Recycled office art inspires change

By Brianna Wellen

When it comes to energy efficiency and sustainability, office buildings are often not the best example. With hundreds and sometimes thousands of people in and out every day, regulating energy use and recycling habits seems impossible. The stacks of paper sent through a copy machine, put away in a filing cabinet and eventually thrown out account for huge amounts of waste. Now that Mayor Daley’s Chicago Green Office Challenge has asked these buildings to go green, one company is promoting the message with a creative twist.

The CGOC started last year in an effort with the Chicago Climate Action Plan to reduce greenhouse gas emissions from commercial buildings in the city. Now entering its second round, the city hopes to see the challenge continue last year’s success and get more buildings involved.

“We’re able to report this program reduces CO2 emissions by 54 [metric tons],” said Kim Brokhof, who manages CGOC’s day-to-day operations. “The Chicago Climate Action Plan can take that into the other programs [it’s] running to make Chicago a more sustainable city. It’s really great to bring something back to the city and see this program is making a difference and helping Chicago reach its goal.”

Urban Innovations, a real estate company that acquires, develops and manages office buildings, took the necessary steps to have its sustainability at a level where it could participate in this year’s challenge.

According to Alfrieda Green, Urban Innovations’ vice president of property management, the company uses the Environmental Protection Agency’s portfolio manager to track energy consumption, including factors such as the amount of electricity, gas and water used.

Providing this information shows office building tenants how efficient their building is compared to others of its size and type so they know where they stand when participating in the challenge, Green said.

While facts and numbers back up the energy claims, Green wanted something tangible to get the attention of tenants and promote the program in Urban Innovation’s buildings. Using paper recycled from its buildings, the company commissioned artists to create art installations in three of its locations—325 W. Huron St., 445 N. Wells St. and 222 W. Hubbard St.

“It’s a good way for people to visualize the things they throw away really have value,” Green said. “More than anything it’s something a little more creative. It’s a way for us to get attention and attract a different group that may not be involved in the Green Office Challenge.”

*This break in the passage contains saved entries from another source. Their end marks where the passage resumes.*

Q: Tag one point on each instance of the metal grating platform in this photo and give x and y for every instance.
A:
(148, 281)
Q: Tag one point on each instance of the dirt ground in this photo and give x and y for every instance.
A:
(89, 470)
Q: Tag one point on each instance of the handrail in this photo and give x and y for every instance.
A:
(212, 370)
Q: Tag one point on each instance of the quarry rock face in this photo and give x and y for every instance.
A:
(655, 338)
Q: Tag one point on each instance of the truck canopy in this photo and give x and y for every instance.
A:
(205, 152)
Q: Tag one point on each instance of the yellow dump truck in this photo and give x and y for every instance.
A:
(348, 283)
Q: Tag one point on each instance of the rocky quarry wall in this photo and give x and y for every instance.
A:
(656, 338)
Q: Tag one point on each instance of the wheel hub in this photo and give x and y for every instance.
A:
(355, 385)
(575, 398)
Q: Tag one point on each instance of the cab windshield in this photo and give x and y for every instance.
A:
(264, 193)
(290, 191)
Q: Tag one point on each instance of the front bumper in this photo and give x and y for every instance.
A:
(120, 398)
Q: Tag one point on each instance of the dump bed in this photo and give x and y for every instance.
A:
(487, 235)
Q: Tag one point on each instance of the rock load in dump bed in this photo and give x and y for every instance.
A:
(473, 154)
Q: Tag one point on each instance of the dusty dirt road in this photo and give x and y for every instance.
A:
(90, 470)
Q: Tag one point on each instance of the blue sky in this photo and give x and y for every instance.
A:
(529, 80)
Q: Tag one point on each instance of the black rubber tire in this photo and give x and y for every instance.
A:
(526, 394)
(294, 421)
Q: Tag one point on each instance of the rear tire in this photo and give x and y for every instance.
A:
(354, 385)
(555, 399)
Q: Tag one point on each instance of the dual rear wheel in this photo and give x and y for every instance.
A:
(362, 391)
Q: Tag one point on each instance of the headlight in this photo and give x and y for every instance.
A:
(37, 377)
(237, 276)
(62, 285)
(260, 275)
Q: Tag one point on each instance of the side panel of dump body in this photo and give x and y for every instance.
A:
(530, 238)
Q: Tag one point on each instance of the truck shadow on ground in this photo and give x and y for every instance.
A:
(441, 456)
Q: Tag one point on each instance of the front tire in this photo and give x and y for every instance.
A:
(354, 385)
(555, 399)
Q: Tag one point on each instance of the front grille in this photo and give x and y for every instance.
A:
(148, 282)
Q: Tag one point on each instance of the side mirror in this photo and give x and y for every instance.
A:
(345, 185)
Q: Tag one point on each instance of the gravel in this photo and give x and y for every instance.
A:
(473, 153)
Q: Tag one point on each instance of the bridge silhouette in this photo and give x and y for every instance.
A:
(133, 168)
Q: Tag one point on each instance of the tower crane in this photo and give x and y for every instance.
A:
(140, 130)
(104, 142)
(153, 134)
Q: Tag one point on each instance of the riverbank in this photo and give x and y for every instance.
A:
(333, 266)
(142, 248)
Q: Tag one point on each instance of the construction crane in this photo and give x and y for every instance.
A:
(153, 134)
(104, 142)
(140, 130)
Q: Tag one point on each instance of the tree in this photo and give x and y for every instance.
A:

The design group Indo Projects, made up of interior designer Crystal Grover and graphic designer Linsey Burritt, was called upon to create the giant displays at each location. After meeting with the graphic and web designers involved with the campaign, they came up with the concept to use paper from the company because it was so abundant and directly represented the company.

Indo Projects typically designs large-scale installations made from trash, so the project fit Indo Projects’ mission perfectly. Doing it in conjunction with a larger message was a great opportunity, Grover said.

According to her, because the installations sometimes take two weeks to complete, it provides a chance to start a dialogue with the tenants about the project.

“One of the biggest parts to what we do is people can interact with us, and it’s not just a conventional poster on the wall,” Grover said. “When we’re doing the installations, people have a chance to talk to us about what we’re doing, why we’re doing it and who we’re doing it for.”

Tenant involvement is key, Green said. The building managers can only do so much to make the most energy-conscious decisions with their equipment, upgrades and planning.

“We’re just trying to inspire change,” Green said. “A lot of our usage and how our buildings perform have to do with what our tenants do in their offices. It’s really a team approach that we’re taking to do everything we can do to be efficient and be responsible corporate citizens.”